Local-first information retrieval keeps sensitive personal documents on user devices while matching cloud search quality up to one million items.

A machine-rendered reading of the paper's core claim, the machinery that carries it, and where it could break.

The paper sets out to show that retrieval systems for private documents can run entirely on consumer hardware without sending content to remote servers. Experiments across five benchmarks demonstrate that dense retrieval sustains over 91 percent nDCG@10 up to 100,000 documents and that approximate indexes reach one million documents with only a 2 percent drop; a 7B local language model stays within 4 points of cloud answer quality. The central argument is that the practical limit is the number of documents that fit locally rather than any large sacrifice in retrieval effectiveness. A three-axis framework classifies architectures by privacy control, capability, and accessibility, and the work weighs arguments for and against the local approach before listing open questions.

Core claim

Local-first IR places indexes, models, and inference on the user's device with remote services treated as optional; across consumer hardware and five benchmarks, dense retrieval and hybrid methods preserve retrieval quality at scale while a local 7B model delivers answer quality close to cloud baselines, making the binding constraint the scope of documents that can be indexed locally rather than search performance.

What carries the argument

The local-first IR design philosophy that keeps indexes, models, and inference on user devices, organized by a framework of privacy/control, capability, and accessibility.

If this is right

  • Dense retrieval on consumer hardware sustains more than 91 percent of nDCG@10 quality up to 100,000 documents.
  • Approximate HNSW indexes extend usable collections to one million documents with roughly 2 percent quality loss.
  • A 7 billion parameter local language model produces answer quality within 4 points of a cloud baseline.
  • The decisive limit shifts from retrieval effectiveness to the breadth of documents that can be processed and stored locally.
  • Architectures can be compared along the three axes of privacy and control, capability, and accessibility.

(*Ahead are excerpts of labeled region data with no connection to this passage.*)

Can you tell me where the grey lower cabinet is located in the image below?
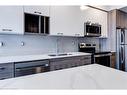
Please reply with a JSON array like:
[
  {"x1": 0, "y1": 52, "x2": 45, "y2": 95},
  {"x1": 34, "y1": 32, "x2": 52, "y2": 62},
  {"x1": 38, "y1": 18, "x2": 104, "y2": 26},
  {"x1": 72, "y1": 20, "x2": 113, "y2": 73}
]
[
  {"x1": 0, "y1": 63, "x2": 14, "y2": 80},
  {"x1": 50, "y1": 55, "x2": 91, "y2": 71}
]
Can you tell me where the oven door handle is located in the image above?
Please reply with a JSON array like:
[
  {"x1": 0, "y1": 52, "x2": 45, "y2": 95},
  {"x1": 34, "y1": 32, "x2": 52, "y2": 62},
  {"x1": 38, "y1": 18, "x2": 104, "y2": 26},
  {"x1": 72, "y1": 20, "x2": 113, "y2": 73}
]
[{"x1": 15, "y1": 64, "x2": 49, "y2": 71}]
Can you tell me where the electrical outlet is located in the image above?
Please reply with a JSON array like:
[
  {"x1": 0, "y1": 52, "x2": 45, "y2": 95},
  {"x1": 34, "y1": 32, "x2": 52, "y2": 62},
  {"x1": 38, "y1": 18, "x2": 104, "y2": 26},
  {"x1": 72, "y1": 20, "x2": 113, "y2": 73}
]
[
  {"x1": 0, "y1": 42, "x2": 4, "y2": 47},
  {"x1": 21, "y1": 41, "x2": 25, "y2": 46}
]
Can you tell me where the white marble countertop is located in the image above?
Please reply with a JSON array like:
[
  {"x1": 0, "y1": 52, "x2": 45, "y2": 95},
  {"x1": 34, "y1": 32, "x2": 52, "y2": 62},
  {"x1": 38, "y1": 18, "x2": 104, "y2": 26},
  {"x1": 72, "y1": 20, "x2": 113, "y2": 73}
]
[
  {"x1": 0, "y1": 52, "x2": 91, "y2": 64},
  {"x1": 0, "y1": 64, "x2": 127, "y2": 89}
]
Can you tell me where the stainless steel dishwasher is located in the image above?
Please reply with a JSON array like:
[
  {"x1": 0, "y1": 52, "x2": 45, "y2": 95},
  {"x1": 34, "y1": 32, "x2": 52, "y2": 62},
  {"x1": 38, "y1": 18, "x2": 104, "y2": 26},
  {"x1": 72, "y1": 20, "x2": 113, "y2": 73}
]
[{"x1": 14, "y1": 60, "x2": 50, "y2": 77}]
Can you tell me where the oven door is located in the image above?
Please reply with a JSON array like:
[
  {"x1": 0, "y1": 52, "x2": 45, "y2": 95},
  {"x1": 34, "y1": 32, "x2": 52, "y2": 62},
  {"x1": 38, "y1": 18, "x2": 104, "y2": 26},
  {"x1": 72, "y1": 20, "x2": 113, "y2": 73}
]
[{"x1": 94, "y1": 55, "x2": 111, "y2": 67}]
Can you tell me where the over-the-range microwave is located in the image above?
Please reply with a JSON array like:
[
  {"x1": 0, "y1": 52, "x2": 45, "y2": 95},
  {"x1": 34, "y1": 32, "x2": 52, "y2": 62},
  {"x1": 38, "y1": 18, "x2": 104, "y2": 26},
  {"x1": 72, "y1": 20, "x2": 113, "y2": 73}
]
[{"x1": 84, "y1": 22, "x2": 101, "y2": 37}]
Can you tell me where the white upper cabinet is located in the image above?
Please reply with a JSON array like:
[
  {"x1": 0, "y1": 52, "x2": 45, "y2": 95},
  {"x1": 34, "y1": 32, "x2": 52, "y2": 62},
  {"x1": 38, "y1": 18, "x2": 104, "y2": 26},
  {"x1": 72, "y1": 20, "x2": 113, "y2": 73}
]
[
  {"x1": 24, "y1": 6, "x2": 50, "y2": 16},
  {"x1": 50, "y1": 6, "x2": 84, "y2": 36},
  {"x1": 82, "y1": 8, "x2": 108, "y2": 37},
  {"x1": 0, "y1": 6, "x2": 24, "y2": 34}
]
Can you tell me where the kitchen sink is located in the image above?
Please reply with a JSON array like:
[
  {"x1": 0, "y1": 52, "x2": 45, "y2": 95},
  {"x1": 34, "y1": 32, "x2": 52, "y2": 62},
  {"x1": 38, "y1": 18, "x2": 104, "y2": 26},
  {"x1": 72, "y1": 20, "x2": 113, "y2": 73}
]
[{"x1": 48, "y1": 53, "x2": 72, "y2": 56}]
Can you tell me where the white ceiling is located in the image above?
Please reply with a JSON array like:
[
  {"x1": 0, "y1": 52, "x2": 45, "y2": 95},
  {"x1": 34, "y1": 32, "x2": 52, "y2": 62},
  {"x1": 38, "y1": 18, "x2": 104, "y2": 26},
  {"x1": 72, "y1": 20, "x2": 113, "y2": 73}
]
[{"x1": 91, "y1": 5, "x2": 127, "y2": 11}]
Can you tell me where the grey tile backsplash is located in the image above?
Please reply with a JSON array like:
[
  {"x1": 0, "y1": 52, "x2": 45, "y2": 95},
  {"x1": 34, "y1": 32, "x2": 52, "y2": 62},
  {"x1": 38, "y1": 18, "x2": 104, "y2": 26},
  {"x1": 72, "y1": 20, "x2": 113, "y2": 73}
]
[
  {"x1": 0, "y1": 35, "x2": 78, "y2": 55},
  {"x1": 0, "y1": 35, "x2": 106, "y2": 55}
]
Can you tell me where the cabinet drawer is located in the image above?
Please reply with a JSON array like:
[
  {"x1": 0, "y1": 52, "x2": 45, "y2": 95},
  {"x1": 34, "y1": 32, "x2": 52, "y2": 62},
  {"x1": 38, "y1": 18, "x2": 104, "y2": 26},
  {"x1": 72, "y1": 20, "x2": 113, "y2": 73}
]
[
  {"x1": 0, "y1": 63, "x2": 14, "y2": 74},
  {"x1": 0, "y1": 72, "x2": 14, "y2": 80}
]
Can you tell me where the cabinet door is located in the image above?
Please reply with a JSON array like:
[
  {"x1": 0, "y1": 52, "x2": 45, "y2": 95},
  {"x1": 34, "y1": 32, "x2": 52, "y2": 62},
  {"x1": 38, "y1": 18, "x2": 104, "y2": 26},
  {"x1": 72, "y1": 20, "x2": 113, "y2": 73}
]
[
  {"x1": 0, "y1": 6, "x2": 24, "y2": 34},
  {"x1": 0, "y1": 63, "x2": 14, "y2": 80},
  {"x1": 50, "y1": 6, "x2": 84, "y2": 36},
  {"x1": 82, "y1": 8, "x2": 108, "y2": 37},
  {"x1": 24, "y1": 6, "x2": 50, "y2": 16}
]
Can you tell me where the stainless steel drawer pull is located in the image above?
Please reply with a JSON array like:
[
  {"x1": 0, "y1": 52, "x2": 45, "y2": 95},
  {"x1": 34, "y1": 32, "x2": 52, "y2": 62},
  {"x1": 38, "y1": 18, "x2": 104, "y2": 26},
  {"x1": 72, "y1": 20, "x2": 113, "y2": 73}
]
[
  {"x1": 2, "y1": 29, "x2": 12, "y2": 31},
  {"x1": 34, "y1": 11, "x2": 41, "y2": 14},
  {"x1": 75, "y1": 34, "x2": 80, "y2": 36},
  {"x1": 0, "y1": 67, "x2": 5, "y2": 70}
]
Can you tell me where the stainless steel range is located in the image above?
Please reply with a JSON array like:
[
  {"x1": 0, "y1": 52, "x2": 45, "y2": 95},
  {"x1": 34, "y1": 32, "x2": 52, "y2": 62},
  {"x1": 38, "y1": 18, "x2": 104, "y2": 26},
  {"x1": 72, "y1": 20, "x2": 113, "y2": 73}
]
[{"x1": 79, "y1": 43, "x2": 111, "y2": 67}]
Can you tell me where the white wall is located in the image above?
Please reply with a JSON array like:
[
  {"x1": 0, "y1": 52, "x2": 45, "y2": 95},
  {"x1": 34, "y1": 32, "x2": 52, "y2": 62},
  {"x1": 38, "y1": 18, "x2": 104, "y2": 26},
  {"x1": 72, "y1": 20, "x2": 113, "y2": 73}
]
[{"x1": 0, "y1": 35, "x2": 78, "y2": 55}]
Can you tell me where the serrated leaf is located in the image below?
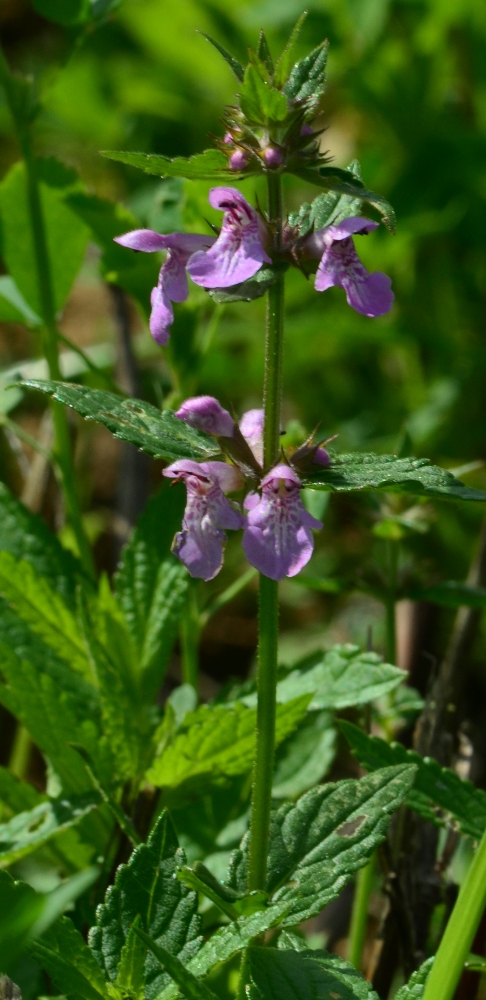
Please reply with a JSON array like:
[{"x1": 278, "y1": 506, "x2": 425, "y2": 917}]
[
  {"x1": 304, "y1": 454, "x2": 486, "y2": 502},
  {"x1": 201, "y1": 31, "x2": 245, "y2": 83},
  {"x1": 247, "y1": 945, "x2": 378, "y2": 1000},
  {"x1": 283, "y1": 41, "x2": 329, "y2": 104},
  {"x1": 291, "y1": 167, "x2": 396, "y2": 233},
  {"x1": 0, "y1": 793, "x2": 99, "y2": 868},
  {"x1": 227, "y1": 765, "x2": 415, "y2": 927},
  {"x1": 273, "y1": 10, "x2": 307, "y2": 87},
  {"x1": 147, "y1": 695, "x2": 309, "y2": 803},
  {"x1": 0, "y1": 161, "x2": 89, "y2": 315},
  {"x1": 272, "y1": 711, "x2": 336, "y2": 799},
  {"x1": 116, "y1": 482, "x2": 189, "y2": 701},
  {"x1": 31, "y1": 917, "x2": 109, "y2": 1000},
  {"x1": 21, "y1": 379, "x2": 220, "y2": 462},
  {"x1": 0, "y1": 483, "x2": 87, "y2": 609},
  {"x1": 393, "y1": 957, "x2": 434, "y2": 1000},
  {"x1": 0, "y1": 552, "x2": 92, "y2": 681},
  {"x1": 339, "y1": 720, "x2": 486, "y2": 840},
  {"x1": 209, "y1": 265, "x2": 287, "y2": 304},
  {"x1": 88, "y1": 810, "x2": 202, "y2": 1000},
  {"x1": 101, "y1": 149, "x2": 258, "y2": 181}
]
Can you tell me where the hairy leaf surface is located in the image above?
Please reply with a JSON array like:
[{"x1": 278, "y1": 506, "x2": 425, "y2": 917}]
[{"x1": 340, "y1": 721, "x2": 486, "y2": 840}]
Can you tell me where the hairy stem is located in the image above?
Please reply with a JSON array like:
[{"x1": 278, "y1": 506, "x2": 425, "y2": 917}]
[
  {"x1": 0, "y1": 50, "x2": 94, "y2": 575},
  {"x1": 423, "y1": 833, "x2": 486, "y2": 1000},
  {"x1": 249, "y1": 174, "x2": 284, "y2": 891}
]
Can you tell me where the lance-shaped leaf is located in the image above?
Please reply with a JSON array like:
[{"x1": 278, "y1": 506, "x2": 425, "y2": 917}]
[
  {"x1": 32, "y1": 917, "x2": 109, "y2": 1000},
  {"x1": 0, "y1": 793, "x2": 99, "y2": 868},
  {"x1": 339, "y1": 720, "x2": 486, "y2": 840},
  {"x1": 247, "y1": 946, "x2": 378, "y2": 1000},
  {"x1": 241, "y1": 643, "x2": 406, "y2": 710},
  {"x1": 147, "y1": 694, "x2": 309, "y2": 803},
  {"x1": 116, "y1": 480, "x2": 189, "y2": 700},
  {"x1": 22, "y1": 380, "x2": 219, "y2": 462},
  {"x1": 393, "y1": 957, "x2": 434, "y2": 1000},
  {"x1": 291, "y1": 167, "x2": 396, "y2": 233},
  {"x1": 89, "y1": 811, "x2": 202, "y2": 1000},
  {"x1": 228, "y1": 765, "x2": 415, "y2": 926},
  {"x1": 0, "y1": 552, "x2": 93, "y2": 681},
  {"x1": 304, "y1": 454, "x2": 486, "y2": 501},
  {"x1": 101, "y1": 149, "x2": 259, "y2": 181}
]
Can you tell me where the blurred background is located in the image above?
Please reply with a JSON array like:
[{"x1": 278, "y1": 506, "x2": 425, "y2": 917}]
[{"x1": 0, "y1": 0, "x2": 486, "y2": 744}]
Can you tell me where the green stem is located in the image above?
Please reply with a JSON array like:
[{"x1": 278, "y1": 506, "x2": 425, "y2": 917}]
[
  {"x1": 0, "y1": 49, "x2": 94, "y2": 575},
  {"x1": 248, "y1": 168, "x2": 284, "y2": 892},
  {"x1": 179, "y1": 583, "x2": 201, "y2": 691},
  {"x1": 423, "y1": 833, "x2": 486, "y2": 1000},
  {"x1": 348, "y1": 854, "x2": 376, "y2": 971}
]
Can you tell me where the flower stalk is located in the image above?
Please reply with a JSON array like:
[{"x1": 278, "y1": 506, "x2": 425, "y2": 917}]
[{"x1": 248, "y1": 173, "x2": 284, "y2": 892}]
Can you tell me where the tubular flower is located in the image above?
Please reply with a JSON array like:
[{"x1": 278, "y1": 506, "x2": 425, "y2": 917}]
[
  {"x1": 163, "y1": 459, "x2": 244, "y2": 580},
  {"x1": 187, "y1": 187, "x2": 272, "y2": 288},
  {"x1": 305, "y1": 217, "x2": 394, "y2": 317},
  {"x1": 115, "y1": 229, "x2": 215, "y2": 347},
  {"x1": 243, "y1": 464, "x2": 322, "y2": 580}
]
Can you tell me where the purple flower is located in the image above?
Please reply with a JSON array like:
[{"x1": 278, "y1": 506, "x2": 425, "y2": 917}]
[
  {"x1": 240, "y1": 410, "x2": 264, "y2": 465},
  {"x1": 115, "y1": 229, "x2": 215, "y2": 347},
  {"x1": 187, "y1": 187, "x2": 271, "y2": 288},
  {"x1": 305, "y1": 217, "x2": 394, "y2": 316},
  {"x1": 163, "y1": 458, "x2": 244, "y2": 580},
  {"x1": 243, "y1": 464, "x2": 322, "y2": 580},
  {"x1": 175, "y1": 396, "x2": 235, "y2": 437}
]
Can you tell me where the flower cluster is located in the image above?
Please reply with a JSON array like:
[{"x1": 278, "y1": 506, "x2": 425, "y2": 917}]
[
  {"x1": 164, "y1": 396, "x2": 329, "y2": 580},
  {"x1": 116, "y1": 187, "x2": 394, "y2": 346}
]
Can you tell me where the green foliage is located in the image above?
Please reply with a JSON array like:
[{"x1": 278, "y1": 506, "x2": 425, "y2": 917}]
[
  {"x1": 0, "y1": 794, "x2": 99, "y2": 868},
  {"x1": 305, "y1": 454, "x2": 486, "y2": 502},
  {"x1": 0, "y1": 160, "x2": 89, "y2": 315},
  {"x1": 247, "y1": 945, "x2": 377, "y2": 1000},
  {"x1": 147, "y1": 694, "x2": 309, "y2": 804},
  {"x1": 228, "y1": 765, "x2": 415, "y2": 927},
  {"x1": 89, "y1": 811, "x2": 202, "y2": 1000},
  {"x1": 23, "y1": 379, "x2": 219, "y2": 462},
  {"x1": 394, "y1": 958, "x2": 434, "y2": 1000},
  {"x1": 340, "y1": 720, "x2": 486, "y2": 840}
]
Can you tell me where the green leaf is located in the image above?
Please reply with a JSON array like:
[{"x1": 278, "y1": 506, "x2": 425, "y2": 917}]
[
  {"x1": 0, "y1": 483, "x2": 85, "y2": 608},
  {"x1": 116, "y1": 482, "x2": 189, "y2": 700},
  {"x1": 135, "y1": 928, "x2": 216, "y2": 1000},
  {"x1": 289, "y1": 160, "x2": 363, "y2": 236},
  {"x1": 33, "y1": 0, "x2": 90, "y2": 28},
  {"x1": 304, "y1": 454, "x2": 486, "y2": 501},
  {"x1": 147, "y1": 695, "x2": 309, "y2": 803},
  {"x1": 247, "y1": 945, "x2": 378, "y2": 1000},
  {"x1": 227, "y1": 765, "x2": 415, "y2": 927},
  {"x1": 88, "y1": 810, "x2": 202, "y2": 1000},
  {"x1": 31, "y1": 917, "x2": 109, "y2": 1000},
  {"x1": 209, "y1": 265, "x2": 287, "y2": 303},
  {"x1": 283, "y1": 40, "x2": 329, "y2": 107},
  {"x1": 0, "y1": 552, "x2": 92, "y2": 681},
  {"x1": 272, "y1": 711, "x2": 336, "y2": 799},
  {"x1": 22, "y1": 379, "x2": 220, "y2": 462},
  {"x1": 273, "y1": 10, "x2": 307, "y2": 87},
  {"x1": 239, "y1": 63, "x2": 288, "y2": 125},
  {"x1": 339, "y1": 720, "x2": 486, "y2": 840},
  {"x1": 291, "y1": 167, "x2": 396, "y2": 233},
  {"x1": 201, "y1": 31, "x2": 245, "y2": 83},
  {"x1": 101, "y1": 149, "x2": 256, "y2": 181},
  {"x1": 393, "y1": 957, "x2": 434, "y2": 1000},
  {"x1": 0, "y1": 161, "x2": 89, "y2": 316},
  {"x1": 0, "y1": 793, "x2": 99, "y2": 868},
  {"x1": 410, "y1": 580, "x2": 486, "y2": 609}
]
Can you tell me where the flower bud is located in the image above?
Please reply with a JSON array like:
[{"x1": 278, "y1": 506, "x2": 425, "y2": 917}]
[
  {"x1": 263, "y1": 146, "x2": 283, "y2": 167},
  {"x1": 230, "y1": 149, "x2": 248, "y2": 170},
  {"x1": 175, "y1": 396, "x2": 235, "y2": 437}
]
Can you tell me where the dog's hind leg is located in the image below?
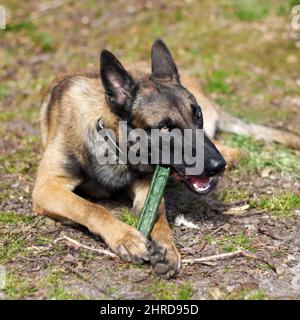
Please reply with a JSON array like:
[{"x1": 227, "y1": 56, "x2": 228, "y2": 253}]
[
  {"x1": 132, "y1": 179, "x2": 181, "y2": 279},
  {"x1": 33, "y1": 175, "x2": 149, "y2": 263}
]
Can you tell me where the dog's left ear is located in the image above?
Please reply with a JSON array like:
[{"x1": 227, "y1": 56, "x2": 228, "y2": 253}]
[
  {"x1": 151, "y1": 39, "x2": 179, "y2": 82},
  {"x1": 100, "y1": 50, "x2": 137, "y2": 116}
]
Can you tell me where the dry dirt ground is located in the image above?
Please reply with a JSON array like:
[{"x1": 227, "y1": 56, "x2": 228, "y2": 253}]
[{"x1": 0, "y1": 0, "x2": 300, "y2": 299}]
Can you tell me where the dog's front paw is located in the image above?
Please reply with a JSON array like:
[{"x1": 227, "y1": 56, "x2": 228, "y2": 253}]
[
  {"x1": 108, "y1": 224, "x2": 150, "y2": 264},
  {"x1": 149, "y1": 240, "x2": 181, "y2": 279}
]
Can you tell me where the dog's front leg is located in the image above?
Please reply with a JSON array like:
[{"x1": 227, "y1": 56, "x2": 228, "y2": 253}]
[
  {"x1": 132, "y1": 179, "x2": 181, "y2": 279},
  {"x1": 33, "y1": 177, "x2": 149, "y2": 263}
]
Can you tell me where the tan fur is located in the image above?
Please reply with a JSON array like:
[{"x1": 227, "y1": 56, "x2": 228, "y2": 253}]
[{"x1": 33, "y1": 61, "x2": 300, "y2": 278}]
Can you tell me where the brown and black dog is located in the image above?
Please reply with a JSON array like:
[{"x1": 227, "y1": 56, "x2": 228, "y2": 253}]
[{"x1": 33, "y1": 40, "x2": 300, "y2": 279}]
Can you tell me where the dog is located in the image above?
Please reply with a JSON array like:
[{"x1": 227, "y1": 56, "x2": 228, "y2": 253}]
[{"x1": 33, "y1": 39, "x2": 300, "y2": 279}]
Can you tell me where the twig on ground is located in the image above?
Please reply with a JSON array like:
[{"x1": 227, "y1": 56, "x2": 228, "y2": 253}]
[
  {"x1": 53, "y1": 236, "x2": 119, "y2": 258},
  {"x1": 182, "y1": 250, "x2": 243, "y2": 264},
  {"x1": 182, "y1": 250, "x2": 277, "y2": 273},
  {"x1": 243, "y1": 252, "x2": 278, "y2": 273}
]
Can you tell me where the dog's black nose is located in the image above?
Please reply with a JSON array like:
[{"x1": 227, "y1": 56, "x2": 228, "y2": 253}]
[{"x1": 207, "y1": 157, "x2": 227, "y2": 176}]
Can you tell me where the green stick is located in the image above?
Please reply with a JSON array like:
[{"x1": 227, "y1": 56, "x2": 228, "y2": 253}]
[{"x1": 137, "y1": 165, "x2": 171, "y2": 238}]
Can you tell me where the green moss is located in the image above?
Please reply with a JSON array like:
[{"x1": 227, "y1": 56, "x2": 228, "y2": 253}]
[
  {"x1": 225, "y1": 134, "x2": 300, "y2": 178},
  {"x1": 5, "y1": 19, "x2": 55, "y2": 52},
  {"x1": 120, "y1": 209, "x2": 138, "y2": 227},
  {"x1": 44, "y1": 270, "x2": 87, "y2": 300},
  {"x1": 150, "y1": 280, "x2": 195, "y2": 300},
  {"x1": 3, "y1": 273, "x2": 37, "y2": 300},
  {"x1": 0, "y1": 135, "x2": 39, "y2": 174},
  {"x1": 0, "y1": 211, "x2": 35, "y2": 224},
  {"x1": 250, "y1": 192, "x2": 300, "y2": 218},
  {"x1": 0, "y1": 234, "x2": 27, "y2": 263}
]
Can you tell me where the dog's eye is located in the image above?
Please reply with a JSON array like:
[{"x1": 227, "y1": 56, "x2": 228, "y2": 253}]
[
  {"x1": 159, "y1": 125, "x2": 170, "y2": 133},
  {"x1": 197, "y1": 110, "x2": 202, "y2": 119}
]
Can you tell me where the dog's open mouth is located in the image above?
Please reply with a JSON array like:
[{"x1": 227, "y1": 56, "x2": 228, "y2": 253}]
[{"x1": 171, "y1": 169, "x2": 218, "y2": 194}]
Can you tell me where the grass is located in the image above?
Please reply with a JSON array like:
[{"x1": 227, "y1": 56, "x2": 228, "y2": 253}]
[
  {"x1": 221, "y1": 134, "x2": 300, "y2": 179},
  {"x1": 0, "y1": 233, "x2": 27, "y2": 264},
  {"x1": 0, "y1": 83, "x2": 10, "y2": 99},
  {"x1": 250, "y1": 192, "x2": 300, "y2": 218},
  {"x1": 219, "y1": 188, "x2": 249, "y2": 204},
  {"x1": 222, "y1": 289, "x2": 268, "y2": 300},
  {"x1": 34, "y1": 235, "x2": 53, "y2": 246},
  {"x1": 120, "y1": 209, "x2": 138, "y2": 227},
  {"x1": 204, "y1": 70, "x2": 232, "y2": 94},
  {"x1": 150, "y1": 280, "x2": 194, "y2": 300},
  {"x1": 4, "y1": 19, "x2": 55, "y2": 52},
  {"x1": 0, "y1": 135, "x2": 39, "y2": 174},
  {"x1": 3, "y1": 273, "x2": 37, "y2": 300},
  {"x1": 43, "y1": 270, "x2": 87, "y2": 300},
  {"x1": 0, "y1": 211, "x2": 35, "y2": 224}
]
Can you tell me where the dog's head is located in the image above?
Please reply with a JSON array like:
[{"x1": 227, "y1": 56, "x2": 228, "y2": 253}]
[{"x1": 100, "y1": 40, "x2": 226, "y2": 194}]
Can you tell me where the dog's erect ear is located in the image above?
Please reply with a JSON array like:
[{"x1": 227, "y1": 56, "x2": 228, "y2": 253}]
[
  {"x1": 100, "y1": 50, "x2": 137, "y2": 115},
  {"x1": 151, "y1": 39, "x2": 179, "y2": 82}
]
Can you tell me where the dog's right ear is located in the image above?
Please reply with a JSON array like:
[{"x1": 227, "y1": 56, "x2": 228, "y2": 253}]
[
  {"x1": 100, "y1": 50, "x2": 137, "y2": 116},
  {"x1": 151, "y1": 39, "x2": 179, "y2": 82}
]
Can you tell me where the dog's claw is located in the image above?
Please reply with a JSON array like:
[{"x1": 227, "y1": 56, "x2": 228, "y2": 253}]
[
  {"x1": 149, "y1": 240, "x2": 180, "y2": 279},
  {"x1": 109, "y1": 225, "x2": 150, "y2": 264}
]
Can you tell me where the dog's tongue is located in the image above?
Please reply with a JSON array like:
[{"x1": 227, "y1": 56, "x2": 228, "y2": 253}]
[{"x1": 189, "y1": 176, "x2": 210, "y2": 188}]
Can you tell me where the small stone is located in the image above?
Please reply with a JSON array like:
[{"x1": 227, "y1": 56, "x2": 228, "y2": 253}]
[
  {"x1": 243, "y1": 282, "x2": 258, "y2": 290},
  {"x1": 286, "y1": 54, "x2": 298, "y2": 64},
  {"x1": 64, "y1": 253, "x2": 75, "y2": 263}
]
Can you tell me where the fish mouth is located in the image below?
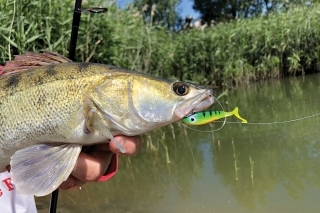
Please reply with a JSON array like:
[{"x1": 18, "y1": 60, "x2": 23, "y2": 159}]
[{"x1": 175, "y1": 90, "x2": 214, "y2": 119}]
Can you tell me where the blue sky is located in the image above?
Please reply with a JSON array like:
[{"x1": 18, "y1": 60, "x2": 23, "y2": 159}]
[{"x1": 116, "y1": 0, "x2": 200, "y2": 18}]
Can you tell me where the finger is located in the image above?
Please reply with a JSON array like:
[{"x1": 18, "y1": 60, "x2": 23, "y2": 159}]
[
  {"x1": 109, "y1": 135, "x2": 141, "y2": 155},
  {"x1": 59, "y1": 175, "x2": 85, "y2": 190},
  {"x1": 71, "y1": 151, "x2": 114, "y2": 182}
]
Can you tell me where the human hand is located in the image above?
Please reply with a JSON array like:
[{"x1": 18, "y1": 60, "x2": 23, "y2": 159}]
[{"x1": 59, "y1": 135, "x2": 141, "y2": 190}]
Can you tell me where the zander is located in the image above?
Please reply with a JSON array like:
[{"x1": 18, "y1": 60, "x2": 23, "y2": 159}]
[{"x1": 0, "y1": 52, "x2": 213, "y2": 196}]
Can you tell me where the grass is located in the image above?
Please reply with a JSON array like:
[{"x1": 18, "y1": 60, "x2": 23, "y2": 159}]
[{"x1": 0, "y1": 0, "x2": 320, "y2": 87}]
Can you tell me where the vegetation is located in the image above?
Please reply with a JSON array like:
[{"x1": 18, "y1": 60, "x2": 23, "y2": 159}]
[
  {"x1": 193, "y1": 0, "x2": 319, "y2": 23},
  {"x1": 0, "y1": 0, "x2": 320, "y2": 86}
]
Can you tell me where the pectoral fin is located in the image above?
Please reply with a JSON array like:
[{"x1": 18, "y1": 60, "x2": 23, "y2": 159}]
[
  {"x1": 86, "y1": 106, "x2": 126, "y2": 153},
  {"x1": 10, "y1": 144, "x2": 81, "y2": 196}
]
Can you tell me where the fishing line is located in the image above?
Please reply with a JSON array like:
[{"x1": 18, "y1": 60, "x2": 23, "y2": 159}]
[
  {"x1": 184, "y1": 125, "x2": 214, "y2": 209},
  {"x1": 183, "y1": 97, "x2": 320, "y2": 132}
]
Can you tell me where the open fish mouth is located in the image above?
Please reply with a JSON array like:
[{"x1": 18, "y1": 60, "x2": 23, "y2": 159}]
[{"x1": 177, "y1": 90, "x2": 214, "y2": 118}]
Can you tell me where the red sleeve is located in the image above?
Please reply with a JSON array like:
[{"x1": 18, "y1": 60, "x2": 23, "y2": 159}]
[{"x1": 98, "y1": 154, "x2": 118, "y2": 181}]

Where Pith is reading between the lines

These are editorial extensions of the paper, not claims the author makes directly.

  • If local indexes prove reliable on real user collections, personal search tools could move away from cloud dependency without requiring new hardware.
  • The scope-quality tradeoff suggests that hybrid local-cloud systems might be designed where only a small verified subset of documents ever leaves the device.
  • Testing latency under typical mobile storage constraints would clarify whether the reported quality numbers translate to acceptable daily use.

Load-bearing premise

The five benchmarks and consumer-hardware test setups are representative of real personal document collections and that nDCG together with answer-quality scores adequately reflect practical usability including latency and resource limits.

What would settle it

Measure end-to-end answer quality and latency when the same dense retrieval plus 7B local model pipeline is run on an actual user's collection of 100,000 personal documents instead of the five public benchmarks.

Figures

Figures reproduced from arXiv: 2606.29652 by Adam Roegiest, Jelena Mitrovic, Michael Granitzer, Saber Zerhoudi.

Figure 1
Figure 1. Figure 1: Cloud-centric IR (left) sends queries and documents [PITH_FULL_IMAGE:figures/full_fig_p001_1.png] view at source ↗
Figure 2
Figure 2. Figure 2: Retrieval quality (nDCG@10, right axis) and cold [PITH_FULL_IMAGE:figures/full_fig_p005_2.png] view at source ↗
read the original abstract

The sensitive information in personal documents, legal files, and medical records is among the most valuable things to search, yet current retrieval-augmented generation systems still require sending content to remote servers. We propose local-first IR, a design philosophy where indexes, models, and inference reside on user devices, treating remote services as optional. This paper makes four contributions: (1) a framework organizing retrieval architectures along three dimensions: privacy and control, capability, and accessibility, (2) experiments on consumer hardware across five benchmarks, scaling from 1K to 1M documents with dense retrieval, BM25, and hybrid fusion. Dense retrieval keeps over 91% nDCG@10 up to 100K documents, with approximate HNSW indexes extending this to 1M with only 2% quality loss; a 7B local language model reaches within 4 points of a cloud baseline on answer quality, (3) competing perspectives for and against local-first IR, informed by experimental evidence, and (4) a research agenda identifying open problems. The real tradeoff is scope rather than quality: what matters is what you can search, not how well you can search it.

Editorial analysis

A structured set of objections, weighed in public.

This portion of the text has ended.